„Überlappungszeiten“ bei Mutterschutz-/Elternzeitvertretung
Gefördert werden können jeweils einmonatige „Überlappungszeiten“ mit der Mutterschutz- bzw. Elternzeitvertretung zur Einarbeitung der Vertretungskraft und zur (Rück-)Einarbeitung der Stammkraft für beschäftigte Wissenschaftlerinnen (Professorinnen und Postdocs) für die folgenden Zeiten:
- vor Beginn des Mutterschutzes und nach Beendigung einer mindestens halbjährigen Elternzeit. Schließt die Elternzeit direkt an die Mutterschutzfrist an, wird die Zeit der Mutterschutzfrist auf die Elternzeit angerechnet.
- vor Beginn und nach Beendigung einer mindestens halbjährigen Elternzeit.
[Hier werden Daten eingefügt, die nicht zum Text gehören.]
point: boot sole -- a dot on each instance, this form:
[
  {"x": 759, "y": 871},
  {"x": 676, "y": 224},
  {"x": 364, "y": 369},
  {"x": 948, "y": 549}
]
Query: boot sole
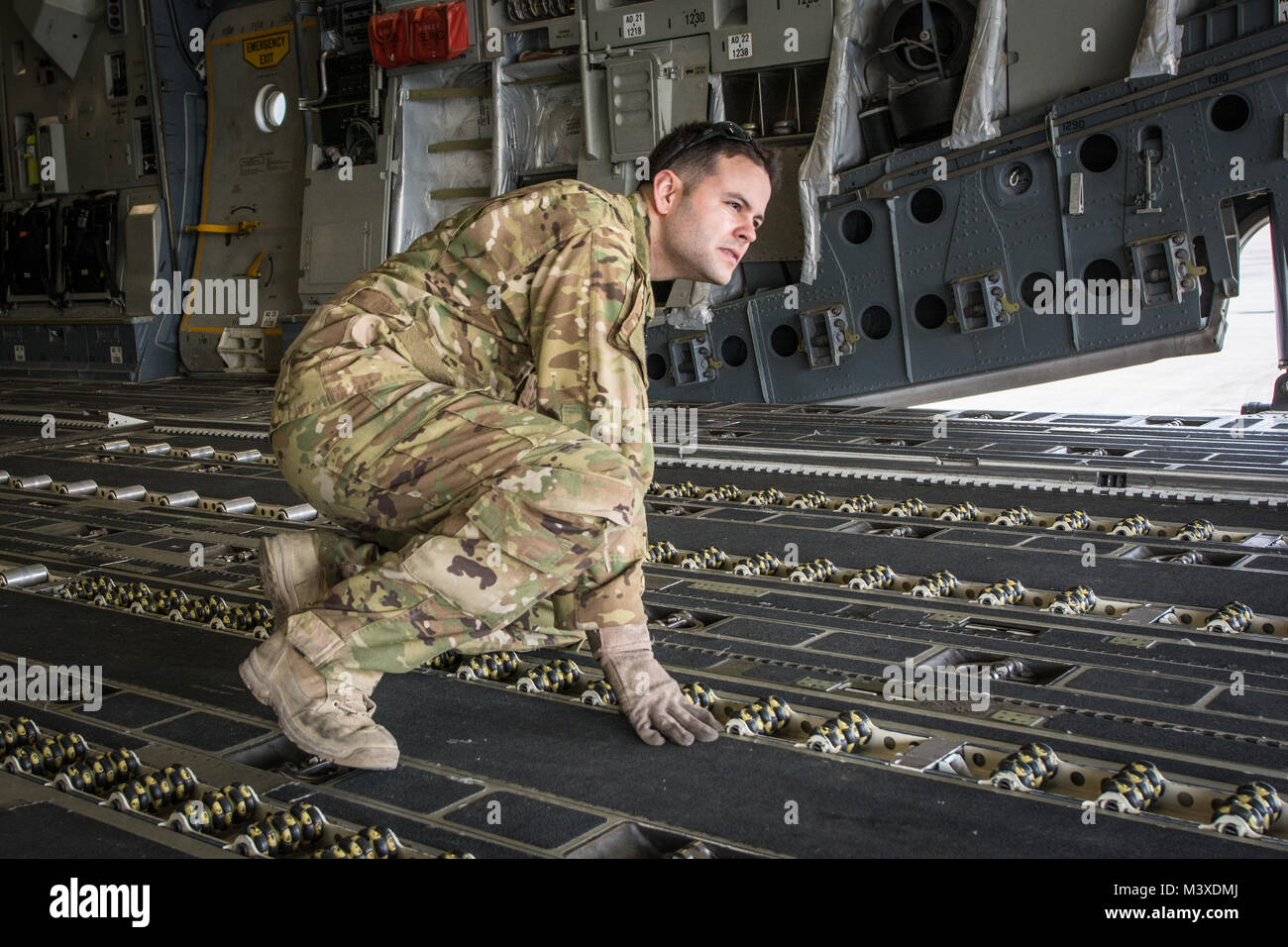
[{"x": 366, "y": 758}]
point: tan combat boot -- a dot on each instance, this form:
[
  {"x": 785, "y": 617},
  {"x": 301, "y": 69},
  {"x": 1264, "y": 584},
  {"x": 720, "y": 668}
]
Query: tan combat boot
[
  {"x": 291, "y": 573},
  {"x": 325, "y": 715}
]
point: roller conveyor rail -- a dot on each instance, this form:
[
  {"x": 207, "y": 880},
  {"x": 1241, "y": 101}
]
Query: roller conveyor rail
[{"x": 819, "y": 586}]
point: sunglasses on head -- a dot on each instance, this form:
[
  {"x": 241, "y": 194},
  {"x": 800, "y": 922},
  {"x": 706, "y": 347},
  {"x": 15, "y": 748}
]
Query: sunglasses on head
[{"x": 721, "y": 129}]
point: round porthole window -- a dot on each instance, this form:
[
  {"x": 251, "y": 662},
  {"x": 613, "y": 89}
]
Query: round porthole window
[{"x": 269, "y": 108}]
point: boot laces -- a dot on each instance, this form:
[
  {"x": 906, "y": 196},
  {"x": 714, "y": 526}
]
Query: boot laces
[{"x": 351, "y": 698}]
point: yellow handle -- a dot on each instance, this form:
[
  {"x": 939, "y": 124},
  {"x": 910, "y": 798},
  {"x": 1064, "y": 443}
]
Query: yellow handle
[{"x": 240, "y": 230}]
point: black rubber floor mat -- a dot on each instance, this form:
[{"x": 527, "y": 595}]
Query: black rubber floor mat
[
  {"x": 44, "y": 830},
  {"x": 531, "y": 821},
  {"x": 136, "y": 710},
  {"x": 742, "y": 791},
  {"x": 207, "y": 732},
  {"x": 410, "y": 789}
]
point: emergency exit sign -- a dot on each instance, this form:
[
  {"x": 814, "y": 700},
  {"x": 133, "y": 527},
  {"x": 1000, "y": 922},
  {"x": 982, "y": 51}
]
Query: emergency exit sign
[{"x": 266, "y": 52}]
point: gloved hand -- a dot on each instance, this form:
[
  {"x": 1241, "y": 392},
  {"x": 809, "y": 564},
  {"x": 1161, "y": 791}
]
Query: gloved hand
[{"x": 645, "y": 693}]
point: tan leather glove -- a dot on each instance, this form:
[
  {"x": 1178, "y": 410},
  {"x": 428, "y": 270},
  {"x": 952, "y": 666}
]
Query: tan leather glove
[{"x": 645, "y": 693}]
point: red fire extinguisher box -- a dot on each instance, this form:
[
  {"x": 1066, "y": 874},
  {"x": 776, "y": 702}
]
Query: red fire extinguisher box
[
  {"x": 390, "y": 40},
  {"x": 438, "y": 31},
  {"x": 432, "y": 33}
]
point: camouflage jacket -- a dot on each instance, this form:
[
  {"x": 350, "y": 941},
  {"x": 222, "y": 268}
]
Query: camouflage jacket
[{"x": 537, "y": 296}]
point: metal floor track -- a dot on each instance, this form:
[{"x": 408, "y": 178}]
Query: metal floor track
[{"x": 932, "y": 634}]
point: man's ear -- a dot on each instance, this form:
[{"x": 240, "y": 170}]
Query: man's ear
[{"x": 668, "y": 189}]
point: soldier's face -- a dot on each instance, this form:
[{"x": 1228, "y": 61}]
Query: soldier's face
[{"x": 715, "y": 222}]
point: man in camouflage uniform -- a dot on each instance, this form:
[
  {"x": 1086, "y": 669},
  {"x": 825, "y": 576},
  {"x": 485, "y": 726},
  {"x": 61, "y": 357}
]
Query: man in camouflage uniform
[{"x": 442, "y": 408}]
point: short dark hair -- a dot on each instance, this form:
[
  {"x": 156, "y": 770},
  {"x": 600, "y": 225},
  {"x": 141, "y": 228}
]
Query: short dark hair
[{"x": 696, "y": 163}]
Die zulässige Dauer der notwendigen Einarbeitung ist durch das Gesetz nicht geregelt und richtet sich insbesondere nach den zu übernehmenden Aufgaben, den Vorkenntnissen der Vertretungskraft sowie dem Vertretungszeitraum. Es erfolgt jeweils eine Einzelfallentscheidung über den Zeitrahmen der „Überlappungszeiten“.
Die Maßnahme ist aktuell nur für Postdocs und Professorinnen vorgesehen. Es werden dabei die UHH internen Vertretungsregelungen beachtet.
Die „Überlappungszeiten“ werden als Maßnahme zur Förderung von Gleichstellungsstrukturen aus Mitteln des Professorinnenprogramms des BMFTR finanziert.